Let us do some analysis and see if investing in blue chip stocks in for the long term just enough?
So let us take the 30 Sensex listed companies as of today. Get their price on 21st Feb 2011 and compare them with 21st Feb 2016 price. The chart is as follows.
|Price 02/21/11||Price 02/21/16||Profit / Loss||Double Money||50% Profit|
|Bharat Heavy Electricals||420||100||Loss||No||No|
|Dr. Reddy’s Laboratories||1500||3050||Profit||Yes||Yes|
|Vedanta (Was Sesa Goa)||310||75||Loss||No||No|
|Tata Motors (+Rights Issue)||240||315||Profit||No||No|
|18 Profit||8 Yes||14 Yes|
If you invest in the best stocks in emerging India, your probability of being profitable after remaining invested in the market for 5 long years is mere 18 out of 30 or 0.6 or 60%.
It can also mean that 40% chances are if you select the best stocks in the business and remain invested for a period of 5 years you can still be making losses.
People have very high expectations from market but in 5 years only 8 (Maruti, TCS, Sun Pharma, Lupin, L&T, HUL, HDFC Bank, Dr Reddy’s Lab) out of 30 stocks doubled. Or if we become slightly lenient in calculations 11 (ITC and M&M or HDFC) out of 30 stocks doubled in 5 years. So only 35% chances are you will actually double your money in 5 years investing in blue chip stocks.
Can invest in right sector help investing in blue chip stock for a longer term?
You can argue that the metal sector has under performed and Pharma and FMCG sector has outperformed and so just knowing the next best sector is good enough.
What about the IT Sector than. TCS has outerperformed and Infosys hasn’t. What about the banks. HDFC has outperformed and ICICI bank has tanked.
Buy and hold strategy allows you to buy the best stock in the business at any price and hold longer and you will eventually make money out of it.

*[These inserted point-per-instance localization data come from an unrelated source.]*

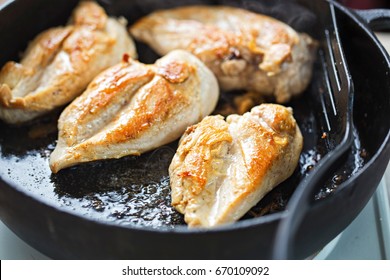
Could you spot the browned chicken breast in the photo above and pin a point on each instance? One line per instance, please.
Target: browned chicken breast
(60, 62)
(223, 168)
(132, 108)
(245, 50)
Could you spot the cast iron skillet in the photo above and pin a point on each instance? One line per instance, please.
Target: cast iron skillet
(120, 209)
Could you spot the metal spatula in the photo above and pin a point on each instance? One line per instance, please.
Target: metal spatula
(336, 97)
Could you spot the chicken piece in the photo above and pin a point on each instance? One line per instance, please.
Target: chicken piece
(245, 50)
(60, 62)
(224, 168)
(132, 108)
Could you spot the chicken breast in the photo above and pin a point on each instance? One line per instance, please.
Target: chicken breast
(245, 50)
(60, 62)
(224, 168)
(132, 108)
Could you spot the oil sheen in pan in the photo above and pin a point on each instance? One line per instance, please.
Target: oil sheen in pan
(135, 190)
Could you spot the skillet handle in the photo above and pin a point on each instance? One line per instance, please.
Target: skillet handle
(377, 19)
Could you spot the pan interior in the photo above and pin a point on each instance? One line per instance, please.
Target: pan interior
(134, 190)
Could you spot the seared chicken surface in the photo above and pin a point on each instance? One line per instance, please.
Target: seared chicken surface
(60, 62)
(223, 168)
(245, 50)
(132, 108)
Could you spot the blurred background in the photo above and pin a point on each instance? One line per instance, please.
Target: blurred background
(366, 4)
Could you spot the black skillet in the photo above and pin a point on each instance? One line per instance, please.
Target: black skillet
(120, 209)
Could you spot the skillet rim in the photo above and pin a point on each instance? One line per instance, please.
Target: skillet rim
(248, 223)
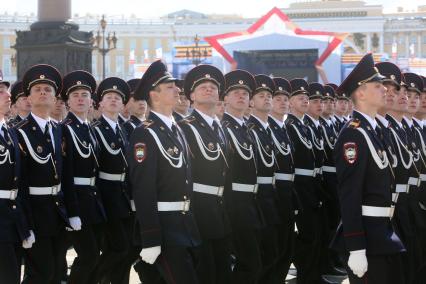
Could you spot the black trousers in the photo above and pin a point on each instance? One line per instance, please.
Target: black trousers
(247, 251)
(115, 247)
(308, 245)
(176, 265)
(213, 261)
(10, 262)
(87, 244)
(44, 262)
(383, 269)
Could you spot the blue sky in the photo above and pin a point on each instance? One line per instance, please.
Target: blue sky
(155, 9)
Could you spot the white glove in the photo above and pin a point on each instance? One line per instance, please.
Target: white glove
(149, 255)
(357, 262)
(28, 242)
(75, 223)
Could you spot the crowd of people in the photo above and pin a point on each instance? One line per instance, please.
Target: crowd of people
(214, 179)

Does not look right.
If you purchase anything that is too costly, you will actually get started to worry about recovering your investment and make nothing out of it.
So what’s wrong in buying blue chip stocks for the long term?

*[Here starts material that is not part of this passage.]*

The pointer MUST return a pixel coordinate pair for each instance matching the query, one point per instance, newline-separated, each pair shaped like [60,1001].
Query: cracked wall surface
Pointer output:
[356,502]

The answer is price at which you bought it and the time when you purchased it.
Stocks in market are not always available at a fair price. Sometimes they are over valued and sometimes they are undervalued. If you provide a very high premium price for blue chip stock, you are sure to not able to make money out of it for a fairly long period of time and ultimately may just come out of it at no profit no loss kind of scenario.
Good stocks will be trading at a higher premium but at what premium it may provide good value is what every investor needs to calculate.

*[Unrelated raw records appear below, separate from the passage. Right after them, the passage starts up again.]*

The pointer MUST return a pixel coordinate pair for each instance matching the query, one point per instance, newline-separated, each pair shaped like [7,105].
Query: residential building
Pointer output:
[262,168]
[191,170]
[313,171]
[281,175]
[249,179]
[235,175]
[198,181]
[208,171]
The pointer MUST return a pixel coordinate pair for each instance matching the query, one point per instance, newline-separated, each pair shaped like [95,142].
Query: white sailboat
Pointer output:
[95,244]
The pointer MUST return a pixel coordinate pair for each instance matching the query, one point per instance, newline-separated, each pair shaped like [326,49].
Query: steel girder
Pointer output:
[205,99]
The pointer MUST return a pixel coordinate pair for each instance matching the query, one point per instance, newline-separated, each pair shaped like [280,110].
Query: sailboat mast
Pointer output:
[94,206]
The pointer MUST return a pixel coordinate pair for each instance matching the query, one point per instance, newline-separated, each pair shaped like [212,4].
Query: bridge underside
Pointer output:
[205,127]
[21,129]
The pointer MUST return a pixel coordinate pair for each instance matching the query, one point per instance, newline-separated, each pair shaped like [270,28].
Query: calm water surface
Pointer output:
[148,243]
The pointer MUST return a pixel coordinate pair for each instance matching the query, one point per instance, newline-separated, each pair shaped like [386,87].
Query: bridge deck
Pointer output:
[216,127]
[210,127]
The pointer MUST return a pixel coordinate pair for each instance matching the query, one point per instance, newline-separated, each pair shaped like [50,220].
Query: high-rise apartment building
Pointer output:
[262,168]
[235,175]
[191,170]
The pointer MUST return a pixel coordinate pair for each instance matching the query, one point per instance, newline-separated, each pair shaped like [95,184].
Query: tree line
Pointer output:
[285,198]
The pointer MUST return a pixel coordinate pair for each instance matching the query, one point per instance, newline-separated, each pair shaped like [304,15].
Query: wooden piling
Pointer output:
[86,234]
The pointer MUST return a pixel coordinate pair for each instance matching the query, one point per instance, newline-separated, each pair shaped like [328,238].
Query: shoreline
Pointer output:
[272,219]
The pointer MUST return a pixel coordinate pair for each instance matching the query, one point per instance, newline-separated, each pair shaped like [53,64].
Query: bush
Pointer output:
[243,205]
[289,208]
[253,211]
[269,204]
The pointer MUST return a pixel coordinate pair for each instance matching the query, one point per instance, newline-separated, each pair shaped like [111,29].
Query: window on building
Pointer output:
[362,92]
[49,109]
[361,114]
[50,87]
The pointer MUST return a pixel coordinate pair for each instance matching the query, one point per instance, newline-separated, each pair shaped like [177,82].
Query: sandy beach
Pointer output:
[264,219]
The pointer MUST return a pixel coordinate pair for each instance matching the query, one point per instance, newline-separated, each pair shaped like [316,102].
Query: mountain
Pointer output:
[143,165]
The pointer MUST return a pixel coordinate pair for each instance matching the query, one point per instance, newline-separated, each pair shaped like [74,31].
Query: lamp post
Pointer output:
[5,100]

Let us take an example of investing in a property which we Indians understand easily.
You want to buy a property and so will you buy it a few times it’s worth or evaluate the fair value of it? Stocks are no different.
We always buy property at fair value and so more often make a profit from it but when it comes to investing in the market, we are fine paying any price. If you buy a property at a very high premium, you will not be able to make money in the coming years as well.
So why buy and hold theory exists in the first place?
Just to make you feel good that what you are doing is not right and you should be doing it the other way where you should be investing in the market and remain invested.
So instead of just being a long term investor in any stock at any price, try to be a long term investor investing in the right stock at the right time and at the right price.
If you cannot get the stock at the right price, wait for it to get to the right price. Remain liquid so you can cash in when it is the right time to enter into a stock.